Court Opinion

ID: 5262636
Source: CourtListenerOpinion
Date Created: 2022-01-06 18:47:48.66122+00
Date Added: 2024-06-11T08:28:06.236983
License: Public Domain

Putnam, J. (dissenting):
On August 13, 1920, relator was given an indeterminate sentence in the New York County Penitentiary for the crime of receiving stolen goods in the second degree. The return shows that relator is still held under such commitment, without any claim, of any further or different offense.

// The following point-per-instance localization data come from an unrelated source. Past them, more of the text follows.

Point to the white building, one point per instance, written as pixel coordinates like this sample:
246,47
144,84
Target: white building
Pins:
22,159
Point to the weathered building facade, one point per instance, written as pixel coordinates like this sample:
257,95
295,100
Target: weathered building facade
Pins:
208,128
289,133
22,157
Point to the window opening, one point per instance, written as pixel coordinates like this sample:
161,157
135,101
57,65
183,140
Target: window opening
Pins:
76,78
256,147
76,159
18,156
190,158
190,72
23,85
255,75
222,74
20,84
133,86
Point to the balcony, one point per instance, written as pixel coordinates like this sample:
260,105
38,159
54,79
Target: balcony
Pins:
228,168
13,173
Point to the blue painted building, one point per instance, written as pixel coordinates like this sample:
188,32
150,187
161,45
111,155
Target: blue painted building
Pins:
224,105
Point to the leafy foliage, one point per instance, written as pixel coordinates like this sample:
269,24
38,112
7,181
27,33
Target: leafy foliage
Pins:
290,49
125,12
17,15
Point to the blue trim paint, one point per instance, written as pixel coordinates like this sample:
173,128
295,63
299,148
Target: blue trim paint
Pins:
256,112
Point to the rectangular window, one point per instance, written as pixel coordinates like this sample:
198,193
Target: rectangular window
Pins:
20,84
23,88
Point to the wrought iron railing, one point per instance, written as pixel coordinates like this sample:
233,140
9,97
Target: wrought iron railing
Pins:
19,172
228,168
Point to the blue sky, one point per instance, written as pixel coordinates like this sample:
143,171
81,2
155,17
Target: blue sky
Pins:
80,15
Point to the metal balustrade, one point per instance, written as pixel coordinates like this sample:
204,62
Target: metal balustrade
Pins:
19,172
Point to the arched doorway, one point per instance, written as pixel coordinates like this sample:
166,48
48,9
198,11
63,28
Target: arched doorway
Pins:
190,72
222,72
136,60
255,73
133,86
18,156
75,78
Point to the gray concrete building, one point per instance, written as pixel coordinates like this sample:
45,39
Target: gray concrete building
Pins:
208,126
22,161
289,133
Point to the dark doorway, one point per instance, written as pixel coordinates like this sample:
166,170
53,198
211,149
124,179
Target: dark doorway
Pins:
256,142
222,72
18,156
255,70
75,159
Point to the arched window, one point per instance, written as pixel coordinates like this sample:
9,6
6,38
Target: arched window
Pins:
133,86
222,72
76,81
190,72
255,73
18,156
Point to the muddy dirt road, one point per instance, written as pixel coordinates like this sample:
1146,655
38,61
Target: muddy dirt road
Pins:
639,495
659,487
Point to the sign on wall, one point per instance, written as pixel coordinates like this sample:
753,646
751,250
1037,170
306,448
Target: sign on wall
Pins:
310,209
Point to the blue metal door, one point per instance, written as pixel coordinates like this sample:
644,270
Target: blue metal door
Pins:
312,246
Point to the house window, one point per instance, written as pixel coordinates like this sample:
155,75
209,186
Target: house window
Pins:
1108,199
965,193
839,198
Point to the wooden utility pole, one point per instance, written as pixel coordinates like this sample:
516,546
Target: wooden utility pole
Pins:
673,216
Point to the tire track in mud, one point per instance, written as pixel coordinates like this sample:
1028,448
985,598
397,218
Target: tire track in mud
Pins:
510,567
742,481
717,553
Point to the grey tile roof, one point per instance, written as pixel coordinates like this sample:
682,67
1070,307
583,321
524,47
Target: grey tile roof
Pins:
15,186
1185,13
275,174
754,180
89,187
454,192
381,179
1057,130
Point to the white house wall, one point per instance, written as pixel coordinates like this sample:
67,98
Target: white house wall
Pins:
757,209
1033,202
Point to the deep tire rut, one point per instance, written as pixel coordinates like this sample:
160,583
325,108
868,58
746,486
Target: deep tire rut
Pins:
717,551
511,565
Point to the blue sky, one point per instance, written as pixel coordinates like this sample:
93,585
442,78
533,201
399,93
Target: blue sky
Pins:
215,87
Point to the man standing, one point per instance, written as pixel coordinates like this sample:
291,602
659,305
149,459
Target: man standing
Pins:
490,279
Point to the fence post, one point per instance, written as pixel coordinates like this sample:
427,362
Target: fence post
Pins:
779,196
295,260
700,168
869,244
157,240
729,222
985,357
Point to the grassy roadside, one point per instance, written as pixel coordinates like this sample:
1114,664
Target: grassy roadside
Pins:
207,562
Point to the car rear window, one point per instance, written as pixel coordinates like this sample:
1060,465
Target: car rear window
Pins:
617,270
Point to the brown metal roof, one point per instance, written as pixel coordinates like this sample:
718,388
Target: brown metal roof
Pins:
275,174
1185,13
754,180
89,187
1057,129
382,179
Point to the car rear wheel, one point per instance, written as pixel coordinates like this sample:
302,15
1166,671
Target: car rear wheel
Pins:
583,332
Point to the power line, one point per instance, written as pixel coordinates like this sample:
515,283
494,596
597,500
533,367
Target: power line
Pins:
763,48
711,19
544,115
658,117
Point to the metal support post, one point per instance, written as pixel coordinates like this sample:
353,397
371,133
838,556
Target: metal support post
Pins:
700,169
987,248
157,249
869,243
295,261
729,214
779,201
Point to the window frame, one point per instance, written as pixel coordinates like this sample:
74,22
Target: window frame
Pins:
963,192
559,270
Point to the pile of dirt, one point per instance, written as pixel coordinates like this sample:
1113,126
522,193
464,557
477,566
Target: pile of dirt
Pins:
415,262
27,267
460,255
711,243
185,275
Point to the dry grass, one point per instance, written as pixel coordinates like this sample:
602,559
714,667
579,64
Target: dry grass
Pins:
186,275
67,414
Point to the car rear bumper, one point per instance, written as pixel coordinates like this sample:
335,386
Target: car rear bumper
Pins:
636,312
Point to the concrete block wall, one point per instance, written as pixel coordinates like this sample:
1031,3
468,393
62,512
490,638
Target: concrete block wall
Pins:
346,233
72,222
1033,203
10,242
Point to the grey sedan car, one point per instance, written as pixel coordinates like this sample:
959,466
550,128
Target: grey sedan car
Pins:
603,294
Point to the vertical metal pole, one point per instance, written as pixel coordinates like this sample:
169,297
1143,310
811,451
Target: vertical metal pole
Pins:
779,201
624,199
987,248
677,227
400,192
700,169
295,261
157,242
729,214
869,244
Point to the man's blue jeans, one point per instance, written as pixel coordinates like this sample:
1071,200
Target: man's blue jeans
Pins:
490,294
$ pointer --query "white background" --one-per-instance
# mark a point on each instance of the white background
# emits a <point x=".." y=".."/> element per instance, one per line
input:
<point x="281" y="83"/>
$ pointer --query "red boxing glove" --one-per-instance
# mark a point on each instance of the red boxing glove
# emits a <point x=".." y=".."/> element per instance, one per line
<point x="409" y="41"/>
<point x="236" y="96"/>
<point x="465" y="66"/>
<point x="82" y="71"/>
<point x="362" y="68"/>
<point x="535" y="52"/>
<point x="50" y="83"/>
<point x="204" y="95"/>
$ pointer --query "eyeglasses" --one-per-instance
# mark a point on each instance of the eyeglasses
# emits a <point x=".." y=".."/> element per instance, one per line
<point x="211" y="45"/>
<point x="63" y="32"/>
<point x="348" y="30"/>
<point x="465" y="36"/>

In view of the later statutes (Laws of 1916, chap. 366; Laws *388of 1920, chap. 570, amdg. Penal Law, § 1308), by which the Legislature has limited the punishment for the crime of receiving stolen goods, of the value of fifty dollars or under, to an ", imprisonment for not more than one year,” I think no judge, official or commission can hold one thereafter convicted of the crime of receiving stolen property in the second degree beyond this term. To sustain the present claim of three years’ imprisonment, we must be blind to the comprehensive terms of the Penal Law (Art. 2, § 20), which declares that it specifies the classes deemed capable of crime, “ and prescribes the kind and measure of punishment to be inflicted for each.” I agree that the Parole Commission Act was a constitutional exercise of legislative power, but such action could not bind subsequent Legislatures, who now have absolutely fixed the limits for this imprisonment. In my opinion the Parole Commission Act only deals with the manner in which such a punishment should be imposed, and cannot, since these later statutes, increase the term fixed by the Legislature for this specific offense. (People v. Hartsig, 249 Ill. 348.)
Hence, I would affirm.
Order reversed, writ dismissed, and relator remanded to be dealt with in accordance with the provisions of the Parole Commission Law.